Existence of objects created in C functions

问题

It has been established (see below) placement new is required to create objects

int* p = (int*)malloc(sizeof(int));
*p = 42;  // illegal, there isn't an int

Yet that is a pretty standard way of creating objects in C.

The question is, does the int exist if it is created in C, and returned to C++?

In other words, is the following guaranteed to be legal? Assume int is the same for C and C++.

foo.h

#ifdef __cplusplus
extern "C" {
#endif

int* foo(void);

#ifdef __cplusplus
}
#endif

foo.c

#include "foo.h"
#include <stdlib.h>

int* foo(void) {
    return malloc(sizeof(int));
}

main.cpp

#include "foo.h"
#include<cstdlib>

int main() {
    int* p = foo();
    *p = 42;
    std::free(p);
}

Links to discussions on mandatory nature of placement new:

Is placement new legally required for putting an int into a char array?
https://stackoverflow.com/a/46841038/4832499
https://groups.google.com/a/isocpp.org/forum/#!msg/std-discussion/rt2ivJnc4hg/Lr541AYgCQAJ
https://www.reddit.com/r/cpp/comments/5fk3wn/undefined_behavior_with_reinterpret_cast/dal28n0/
reinterpret_cast creating a trivially default-constructible object

回答1:

Yes! But only because int is a fundamental type. Its initialization is vacuous operation:

[dcl.init]/7:

To default-initialize an object of type T means:

If T is a (possibly cv-qualified) class type, constructors are considered. The applicable constructors are enumerated ([over.match.ctor]), and the best one for the initializer () is chosen through overload resolution. The constructor thus selected is called, with an empty argument list, to initialize the object.

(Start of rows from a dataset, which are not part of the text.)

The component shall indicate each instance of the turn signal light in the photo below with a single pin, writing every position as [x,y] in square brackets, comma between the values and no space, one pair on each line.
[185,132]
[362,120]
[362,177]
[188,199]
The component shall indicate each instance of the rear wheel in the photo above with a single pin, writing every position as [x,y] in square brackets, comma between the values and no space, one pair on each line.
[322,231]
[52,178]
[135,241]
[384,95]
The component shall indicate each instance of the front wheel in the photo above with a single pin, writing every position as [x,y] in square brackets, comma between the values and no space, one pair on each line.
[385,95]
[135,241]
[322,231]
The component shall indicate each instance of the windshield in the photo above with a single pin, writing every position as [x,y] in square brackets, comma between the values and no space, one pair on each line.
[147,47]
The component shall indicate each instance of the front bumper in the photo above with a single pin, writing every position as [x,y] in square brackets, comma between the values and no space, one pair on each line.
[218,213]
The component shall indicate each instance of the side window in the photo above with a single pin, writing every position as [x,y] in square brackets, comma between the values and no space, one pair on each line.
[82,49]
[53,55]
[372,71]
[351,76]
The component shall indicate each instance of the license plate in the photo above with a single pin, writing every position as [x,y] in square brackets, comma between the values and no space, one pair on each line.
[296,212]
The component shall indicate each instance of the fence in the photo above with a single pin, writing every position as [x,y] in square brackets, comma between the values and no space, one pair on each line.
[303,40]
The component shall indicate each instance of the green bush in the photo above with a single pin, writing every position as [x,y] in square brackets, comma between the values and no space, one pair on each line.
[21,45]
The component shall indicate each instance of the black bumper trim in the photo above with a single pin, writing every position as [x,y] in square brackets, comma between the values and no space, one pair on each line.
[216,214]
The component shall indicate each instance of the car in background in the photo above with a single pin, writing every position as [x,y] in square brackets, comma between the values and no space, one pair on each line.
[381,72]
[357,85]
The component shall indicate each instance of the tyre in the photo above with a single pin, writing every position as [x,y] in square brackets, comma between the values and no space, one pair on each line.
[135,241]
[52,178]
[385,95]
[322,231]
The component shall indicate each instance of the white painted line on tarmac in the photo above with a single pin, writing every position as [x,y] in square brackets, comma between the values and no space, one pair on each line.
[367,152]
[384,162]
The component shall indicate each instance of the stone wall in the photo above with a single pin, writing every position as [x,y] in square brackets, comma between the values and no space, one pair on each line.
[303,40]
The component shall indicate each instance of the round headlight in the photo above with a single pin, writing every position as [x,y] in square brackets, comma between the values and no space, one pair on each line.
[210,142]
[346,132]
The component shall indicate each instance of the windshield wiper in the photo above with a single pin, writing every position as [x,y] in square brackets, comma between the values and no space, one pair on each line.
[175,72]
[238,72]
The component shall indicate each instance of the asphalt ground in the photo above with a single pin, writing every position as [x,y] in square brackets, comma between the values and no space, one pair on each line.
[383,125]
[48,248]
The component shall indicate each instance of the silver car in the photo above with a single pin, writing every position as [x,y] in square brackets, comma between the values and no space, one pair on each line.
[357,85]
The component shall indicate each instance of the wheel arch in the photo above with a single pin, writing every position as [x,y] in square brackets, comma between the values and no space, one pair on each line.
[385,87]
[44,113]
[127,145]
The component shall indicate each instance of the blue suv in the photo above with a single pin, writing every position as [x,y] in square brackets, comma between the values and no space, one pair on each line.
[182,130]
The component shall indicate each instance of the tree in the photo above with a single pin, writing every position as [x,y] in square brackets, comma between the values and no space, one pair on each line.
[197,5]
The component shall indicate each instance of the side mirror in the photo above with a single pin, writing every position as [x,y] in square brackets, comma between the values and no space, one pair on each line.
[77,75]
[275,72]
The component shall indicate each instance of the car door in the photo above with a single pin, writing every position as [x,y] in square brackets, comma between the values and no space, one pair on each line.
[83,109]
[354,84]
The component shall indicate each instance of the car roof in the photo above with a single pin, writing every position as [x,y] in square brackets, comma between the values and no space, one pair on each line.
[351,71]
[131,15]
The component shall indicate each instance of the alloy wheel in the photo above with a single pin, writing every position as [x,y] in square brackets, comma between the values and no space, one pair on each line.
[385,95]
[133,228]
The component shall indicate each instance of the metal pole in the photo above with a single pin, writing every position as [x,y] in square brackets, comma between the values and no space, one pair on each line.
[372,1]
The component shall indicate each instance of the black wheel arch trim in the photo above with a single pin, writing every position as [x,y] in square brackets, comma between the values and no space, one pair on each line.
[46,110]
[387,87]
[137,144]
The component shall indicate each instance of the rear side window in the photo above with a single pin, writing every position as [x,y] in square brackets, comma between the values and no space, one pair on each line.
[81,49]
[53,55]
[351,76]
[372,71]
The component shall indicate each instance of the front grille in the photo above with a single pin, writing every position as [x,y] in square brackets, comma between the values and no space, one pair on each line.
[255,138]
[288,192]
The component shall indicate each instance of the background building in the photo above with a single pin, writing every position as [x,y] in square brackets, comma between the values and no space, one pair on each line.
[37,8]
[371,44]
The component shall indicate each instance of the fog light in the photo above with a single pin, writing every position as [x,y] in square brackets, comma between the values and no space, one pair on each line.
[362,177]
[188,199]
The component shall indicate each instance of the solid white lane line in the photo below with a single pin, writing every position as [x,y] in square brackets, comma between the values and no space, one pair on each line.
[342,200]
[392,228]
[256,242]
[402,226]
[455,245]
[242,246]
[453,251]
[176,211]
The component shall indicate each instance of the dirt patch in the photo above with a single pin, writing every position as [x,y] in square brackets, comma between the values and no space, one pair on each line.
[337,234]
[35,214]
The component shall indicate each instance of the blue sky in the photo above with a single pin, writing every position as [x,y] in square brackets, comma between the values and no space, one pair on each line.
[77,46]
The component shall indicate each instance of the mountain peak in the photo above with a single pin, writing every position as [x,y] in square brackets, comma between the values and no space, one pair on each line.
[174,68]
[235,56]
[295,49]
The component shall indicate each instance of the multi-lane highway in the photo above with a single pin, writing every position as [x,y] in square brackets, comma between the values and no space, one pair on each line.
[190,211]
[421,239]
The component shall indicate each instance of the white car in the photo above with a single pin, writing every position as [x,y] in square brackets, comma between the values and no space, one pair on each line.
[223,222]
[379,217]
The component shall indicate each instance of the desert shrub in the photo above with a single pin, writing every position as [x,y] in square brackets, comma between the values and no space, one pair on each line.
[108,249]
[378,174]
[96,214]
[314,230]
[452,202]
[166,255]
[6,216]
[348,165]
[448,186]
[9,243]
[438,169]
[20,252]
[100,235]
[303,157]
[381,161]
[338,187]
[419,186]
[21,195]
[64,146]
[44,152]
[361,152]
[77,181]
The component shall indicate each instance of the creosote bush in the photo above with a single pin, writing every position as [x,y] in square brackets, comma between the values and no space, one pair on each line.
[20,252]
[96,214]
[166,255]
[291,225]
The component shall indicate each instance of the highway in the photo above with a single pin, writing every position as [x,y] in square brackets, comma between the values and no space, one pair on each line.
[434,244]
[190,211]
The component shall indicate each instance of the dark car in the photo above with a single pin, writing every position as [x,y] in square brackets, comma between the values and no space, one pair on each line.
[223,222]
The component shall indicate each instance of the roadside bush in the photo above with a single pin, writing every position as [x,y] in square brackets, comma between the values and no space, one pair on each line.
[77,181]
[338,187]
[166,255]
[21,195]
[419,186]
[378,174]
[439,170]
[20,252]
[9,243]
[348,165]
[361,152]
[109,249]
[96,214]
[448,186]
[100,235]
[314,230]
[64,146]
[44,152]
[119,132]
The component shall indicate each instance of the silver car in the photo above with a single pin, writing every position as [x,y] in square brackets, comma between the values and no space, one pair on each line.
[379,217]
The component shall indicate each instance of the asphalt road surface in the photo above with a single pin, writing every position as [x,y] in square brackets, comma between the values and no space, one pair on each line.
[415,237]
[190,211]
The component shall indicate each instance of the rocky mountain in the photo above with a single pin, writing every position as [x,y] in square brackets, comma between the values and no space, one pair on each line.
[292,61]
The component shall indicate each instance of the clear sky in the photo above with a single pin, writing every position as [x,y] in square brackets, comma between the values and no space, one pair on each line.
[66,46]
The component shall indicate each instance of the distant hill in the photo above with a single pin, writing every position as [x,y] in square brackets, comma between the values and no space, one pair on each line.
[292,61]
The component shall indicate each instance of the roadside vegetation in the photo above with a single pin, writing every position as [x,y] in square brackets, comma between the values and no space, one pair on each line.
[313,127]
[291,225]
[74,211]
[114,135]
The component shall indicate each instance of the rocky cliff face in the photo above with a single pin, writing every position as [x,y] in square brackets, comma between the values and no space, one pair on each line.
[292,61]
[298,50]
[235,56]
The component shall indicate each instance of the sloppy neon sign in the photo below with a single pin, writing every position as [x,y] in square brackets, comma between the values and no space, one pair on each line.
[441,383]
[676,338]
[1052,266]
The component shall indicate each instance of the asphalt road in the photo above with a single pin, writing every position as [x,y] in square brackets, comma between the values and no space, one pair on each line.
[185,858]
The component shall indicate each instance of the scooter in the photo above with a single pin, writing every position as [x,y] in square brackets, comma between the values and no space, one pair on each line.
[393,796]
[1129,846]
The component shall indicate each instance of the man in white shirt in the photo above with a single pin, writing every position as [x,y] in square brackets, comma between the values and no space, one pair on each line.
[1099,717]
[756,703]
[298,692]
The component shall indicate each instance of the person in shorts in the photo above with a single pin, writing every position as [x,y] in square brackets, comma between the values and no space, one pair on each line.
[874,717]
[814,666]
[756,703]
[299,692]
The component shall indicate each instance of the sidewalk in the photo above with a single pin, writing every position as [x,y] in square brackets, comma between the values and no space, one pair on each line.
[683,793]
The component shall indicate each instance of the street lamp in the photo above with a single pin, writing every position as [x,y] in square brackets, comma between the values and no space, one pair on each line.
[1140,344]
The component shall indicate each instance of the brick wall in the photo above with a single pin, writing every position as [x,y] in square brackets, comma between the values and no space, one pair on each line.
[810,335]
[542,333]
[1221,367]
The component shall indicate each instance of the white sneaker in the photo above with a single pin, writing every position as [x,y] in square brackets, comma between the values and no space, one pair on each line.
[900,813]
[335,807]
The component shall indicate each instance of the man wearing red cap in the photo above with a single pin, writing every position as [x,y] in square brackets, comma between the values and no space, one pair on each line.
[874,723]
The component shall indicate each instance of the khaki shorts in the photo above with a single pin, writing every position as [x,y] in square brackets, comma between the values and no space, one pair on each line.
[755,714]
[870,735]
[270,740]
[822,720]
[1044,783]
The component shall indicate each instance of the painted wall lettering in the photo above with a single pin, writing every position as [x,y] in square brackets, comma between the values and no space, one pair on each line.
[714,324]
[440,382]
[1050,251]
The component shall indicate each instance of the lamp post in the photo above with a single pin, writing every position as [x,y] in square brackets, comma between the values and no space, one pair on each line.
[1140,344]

If T is an array type, each element is default-initialized.

Otherwise, no initialization is performed.

Emphasis mine. Since "not initializing" an int is akin to default initialing it, it's lifetime begins once storage is allocated:

[basic.life]/1:

The lifetime of an object or reference is a runtime property of the object or reference. An object is said to have non-vacuous initialization if it is of a class or aggregate type and it or one of its subobjects is initialized by a constructor other than a trivial default constructor. The lifetime of an object of type T begins when:

storage with the proper alignment and size for type T is obtained, and

if the object has non-vacuous initialization, its initialization is complete,

Allocation of storage can be done in any way acceptable by the C++ standard. Yes, even just calling malloc. Compiling C code with a C++ compiler would be a very bad idea otherwise. And yet, the C++ FAQ has been suggesting it for years.

In addition, since the C++ standard defers to the C standard where malloc is concerned. I think that wording should be brought forth as well. And here it is:

7.22.3.4 The malloc function - Paragraph 2:

The malloc function allocates space for an object whose size is specified by size and whose value is indeterminate.

The "value is indeterminate" part kinda indicates there's an object there. Otherwise, how could it have any value, let alone an indeterminate one?

回答2:

I think the question is badly posed. In C++ we only have the concepts of translation units and linkage, the latter simply meaning under which circumstances names declared in different TUs refer to the same entity or not.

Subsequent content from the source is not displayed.